Scorecards for Managing a Portfolio

In the example above, we were using a scorecard to track the progress of a pre-launch project — our journey to build the features necessary to launch.

But scorecards can also help when you’re managing a portfolio of efforts, where there’s no single unifying metric.

Trust and Safety is a good example. These kinds of problems are notoriously hard to measure.

Variable measurement maturity: Prevalence measurement (a metric that tracks “how much bad stuff is there out there” - the gold-standard of trust and safety measurement as used by Meta and YouTube) is hard, expensive, and time consuming to stand up. It requires intelligent, representative sampling; Labelling (for which you need many many humans, trained in the details of your policies); And constant iteration in response to shifts in adversarial behaviour. Some areas might be mature in their measurement, others may be nascent or non-existent.
Lack of a common currency: The measurement of different integrity problems is not often comparable.
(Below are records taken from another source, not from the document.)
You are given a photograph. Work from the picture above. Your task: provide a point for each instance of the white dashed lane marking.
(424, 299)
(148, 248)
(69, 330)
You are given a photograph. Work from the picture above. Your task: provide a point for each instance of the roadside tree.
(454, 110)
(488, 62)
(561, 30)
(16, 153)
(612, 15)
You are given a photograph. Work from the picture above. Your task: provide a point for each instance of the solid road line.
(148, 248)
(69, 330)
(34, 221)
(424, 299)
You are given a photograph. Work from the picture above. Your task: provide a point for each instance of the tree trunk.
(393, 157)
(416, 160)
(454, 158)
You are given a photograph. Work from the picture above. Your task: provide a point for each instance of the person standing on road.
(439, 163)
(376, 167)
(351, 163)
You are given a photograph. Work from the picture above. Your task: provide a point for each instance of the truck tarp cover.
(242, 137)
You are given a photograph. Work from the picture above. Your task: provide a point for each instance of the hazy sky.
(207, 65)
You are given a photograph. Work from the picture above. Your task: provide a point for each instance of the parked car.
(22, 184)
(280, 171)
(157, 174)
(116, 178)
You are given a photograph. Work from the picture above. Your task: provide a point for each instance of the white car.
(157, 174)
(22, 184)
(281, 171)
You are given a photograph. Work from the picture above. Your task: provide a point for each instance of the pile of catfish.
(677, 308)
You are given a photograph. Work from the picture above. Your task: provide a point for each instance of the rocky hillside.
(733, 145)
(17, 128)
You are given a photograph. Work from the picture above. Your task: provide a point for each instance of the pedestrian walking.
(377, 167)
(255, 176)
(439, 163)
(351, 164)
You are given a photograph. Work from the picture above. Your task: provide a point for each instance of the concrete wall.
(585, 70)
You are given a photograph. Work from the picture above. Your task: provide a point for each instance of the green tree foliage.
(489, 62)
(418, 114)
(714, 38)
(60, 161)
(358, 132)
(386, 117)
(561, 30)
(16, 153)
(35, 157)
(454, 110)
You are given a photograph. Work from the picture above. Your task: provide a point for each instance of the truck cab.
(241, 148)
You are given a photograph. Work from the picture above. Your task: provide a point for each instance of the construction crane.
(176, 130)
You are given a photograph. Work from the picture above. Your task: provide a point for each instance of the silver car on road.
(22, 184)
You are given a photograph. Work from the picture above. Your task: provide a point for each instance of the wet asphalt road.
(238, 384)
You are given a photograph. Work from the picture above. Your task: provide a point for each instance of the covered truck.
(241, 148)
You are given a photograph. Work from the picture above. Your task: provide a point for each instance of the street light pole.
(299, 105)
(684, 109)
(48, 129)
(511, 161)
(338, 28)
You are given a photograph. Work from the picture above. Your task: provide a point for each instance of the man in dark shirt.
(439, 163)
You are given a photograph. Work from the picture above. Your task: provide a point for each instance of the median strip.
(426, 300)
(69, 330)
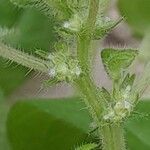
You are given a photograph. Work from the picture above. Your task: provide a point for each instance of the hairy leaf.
(115, 61)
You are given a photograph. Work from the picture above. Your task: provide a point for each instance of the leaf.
(63, 124)
(32, 30)
(128, 81)
(115, 61)
(87, 147)
(3, 135)
(137, 129)
(8, 13)
(11, 77)
(137, 14)
(48, 125)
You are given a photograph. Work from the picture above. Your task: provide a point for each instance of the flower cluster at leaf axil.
(65, 67)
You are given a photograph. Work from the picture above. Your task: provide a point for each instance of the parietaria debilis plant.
(79, 23)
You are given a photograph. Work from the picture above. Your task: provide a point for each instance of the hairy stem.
(23, 58)
(113, 137)
(85, 83)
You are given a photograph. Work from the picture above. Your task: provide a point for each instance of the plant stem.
(113, 137)
(23, 58)
(85, 83)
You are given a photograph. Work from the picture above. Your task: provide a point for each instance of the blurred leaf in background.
(48, 125)
(33, 31)
(137, 14)
(62, 124)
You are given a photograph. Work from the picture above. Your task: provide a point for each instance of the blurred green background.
(50, 124)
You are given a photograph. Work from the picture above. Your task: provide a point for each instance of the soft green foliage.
(137, 14)
(25, 29)
(87, 147)
(77, 23)
(138, 133)
(62, 124)
(3, 131)
(116, 61)
(50, 124)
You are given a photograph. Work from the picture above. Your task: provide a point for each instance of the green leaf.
(138, 129)
(115, 61)
(47, 125)
(8, 13)
(128, 81)
(63, 124)
(11, 77)
(32, 30)
(87, 147)
(137, 14)
(3, 132)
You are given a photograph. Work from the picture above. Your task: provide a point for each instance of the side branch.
(23, 58)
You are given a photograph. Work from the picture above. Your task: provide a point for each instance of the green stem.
(85, 83)
(113, 137)
(23, 58)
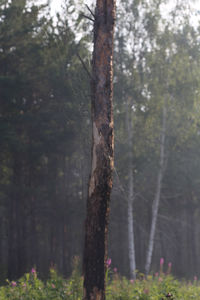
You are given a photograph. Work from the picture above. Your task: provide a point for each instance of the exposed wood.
(100, 183)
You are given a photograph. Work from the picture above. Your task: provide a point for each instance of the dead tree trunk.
(156, 201)
(100, 182)
(131, 243)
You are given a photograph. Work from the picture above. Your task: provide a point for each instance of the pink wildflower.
(169, 268)
(108, 262)
(13, 283)
(161, 261)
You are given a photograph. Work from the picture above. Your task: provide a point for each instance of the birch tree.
(156, 200)
(131, 243)
(100, 182)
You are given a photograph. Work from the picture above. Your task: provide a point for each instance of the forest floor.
(158, 287)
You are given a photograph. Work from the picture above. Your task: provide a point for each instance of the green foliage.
(158, 287)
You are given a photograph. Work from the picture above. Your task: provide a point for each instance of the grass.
(158, 287)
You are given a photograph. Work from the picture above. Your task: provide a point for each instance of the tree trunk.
(158, 192)
(131, 244)
(100, 182)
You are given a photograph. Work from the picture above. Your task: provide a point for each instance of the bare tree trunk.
(100, 183)
(158, 192)
(131, 244)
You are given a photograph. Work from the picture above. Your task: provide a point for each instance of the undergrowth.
(154, 287)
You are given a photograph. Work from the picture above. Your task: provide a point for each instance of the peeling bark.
(100, 182)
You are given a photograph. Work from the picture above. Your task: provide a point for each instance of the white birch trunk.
(156, 201)
(131, 244)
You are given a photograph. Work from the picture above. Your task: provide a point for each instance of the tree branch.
(90, 11)
(84, 66)
(87, 17)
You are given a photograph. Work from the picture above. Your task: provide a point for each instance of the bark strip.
(100, 182)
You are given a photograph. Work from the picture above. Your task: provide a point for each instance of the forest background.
(45, 135)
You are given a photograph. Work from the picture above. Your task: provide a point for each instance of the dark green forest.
(45, 136)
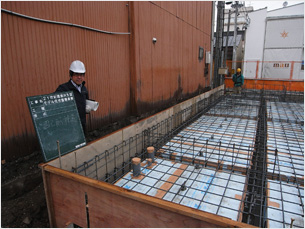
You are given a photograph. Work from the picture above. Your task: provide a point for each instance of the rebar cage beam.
(238, 156)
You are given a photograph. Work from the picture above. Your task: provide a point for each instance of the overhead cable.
(62, 23)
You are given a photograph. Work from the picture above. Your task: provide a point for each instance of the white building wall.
(254, 43)
(272, 36)
(284, 44)
(297, 9)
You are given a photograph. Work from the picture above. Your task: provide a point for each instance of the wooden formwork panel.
(111, 206)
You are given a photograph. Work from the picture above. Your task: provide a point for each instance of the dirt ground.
(23, 203)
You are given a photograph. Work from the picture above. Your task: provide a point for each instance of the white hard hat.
(77, 66)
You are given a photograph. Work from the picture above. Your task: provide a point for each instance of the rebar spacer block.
(151, 153)
(149, 162)
(136, 166)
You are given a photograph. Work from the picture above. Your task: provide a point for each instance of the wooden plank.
(117, 207)
(49, 199)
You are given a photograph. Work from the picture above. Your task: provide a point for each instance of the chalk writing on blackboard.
(56, 119)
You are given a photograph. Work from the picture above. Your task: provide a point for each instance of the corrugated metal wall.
(127, 74)
(169, 70)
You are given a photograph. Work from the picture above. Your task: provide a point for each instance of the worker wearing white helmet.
(77, 85)
(238, 80)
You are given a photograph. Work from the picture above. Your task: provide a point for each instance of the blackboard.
(57, 123)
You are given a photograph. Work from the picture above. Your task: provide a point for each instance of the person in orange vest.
(238, 80)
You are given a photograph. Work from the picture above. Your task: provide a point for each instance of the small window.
(201, 51)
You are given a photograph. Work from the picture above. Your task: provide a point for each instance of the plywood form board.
(207, 190)
(94, 148)
(235, 107)
(284, 203)
(111, 206)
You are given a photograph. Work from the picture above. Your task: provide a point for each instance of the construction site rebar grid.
(239, 156)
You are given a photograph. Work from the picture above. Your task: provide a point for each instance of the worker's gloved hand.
(91, 105)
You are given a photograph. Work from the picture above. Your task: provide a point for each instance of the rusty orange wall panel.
(126, 74)
(268, 84)
(170, 69)
(36, 56)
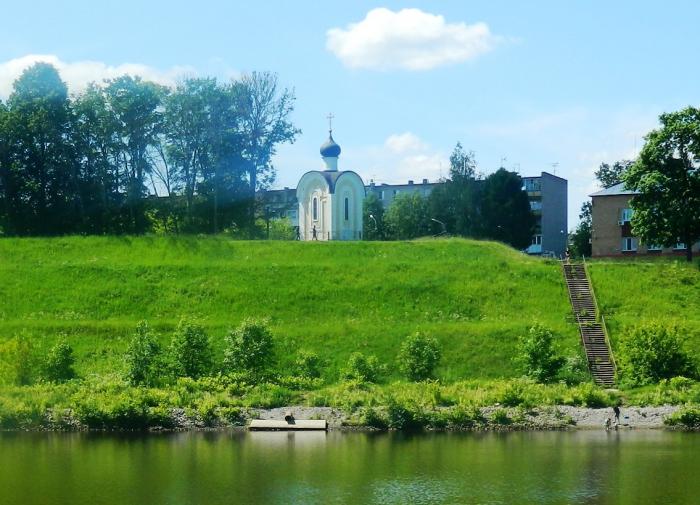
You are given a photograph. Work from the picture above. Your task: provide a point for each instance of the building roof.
(617, 189)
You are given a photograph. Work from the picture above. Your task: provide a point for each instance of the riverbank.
(494, 418)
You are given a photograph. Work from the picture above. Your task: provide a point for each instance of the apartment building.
(611, 234)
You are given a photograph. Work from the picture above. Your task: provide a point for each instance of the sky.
(532, 86)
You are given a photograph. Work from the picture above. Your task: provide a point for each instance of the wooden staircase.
(591, 325)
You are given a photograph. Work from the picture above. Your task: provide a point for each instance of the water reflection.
(316, 467)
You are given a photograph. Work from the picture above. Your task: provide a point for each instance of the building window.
(626, 216)
(629, 244)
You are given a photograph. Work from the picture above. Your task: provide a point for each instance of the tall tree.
(456, 201)
(581, 238)
(505, 210)
(407, 217)
(265, 123)
(609, 175)
(667, 177)
(373, 217)
(40, 184)
(135, 106)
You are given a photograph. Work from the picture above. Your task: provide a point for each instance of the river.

Viewership harms (e.g. hate speech, nudity, some forms of bullying) are denominated in impressions/views. Other harms like fake accounts are often counted as a % of active users. Interaction harms like scams and grooming are often counted in terms of unique victims. Representation harms might be counted through discoverability measures e.g. % of violating search results. You can’t just add these numbers together like you can when multiple teams are driving a revenue ($$$) number. There’s no universal currency.
Multiple apps/platforms/services. If you run a suite of products, you might need to understand how you’re doing on each of them — another dimension of complexity.
Relative weighting: Some harms are more severe than others which often needs to be factored into goaling and prioritisation.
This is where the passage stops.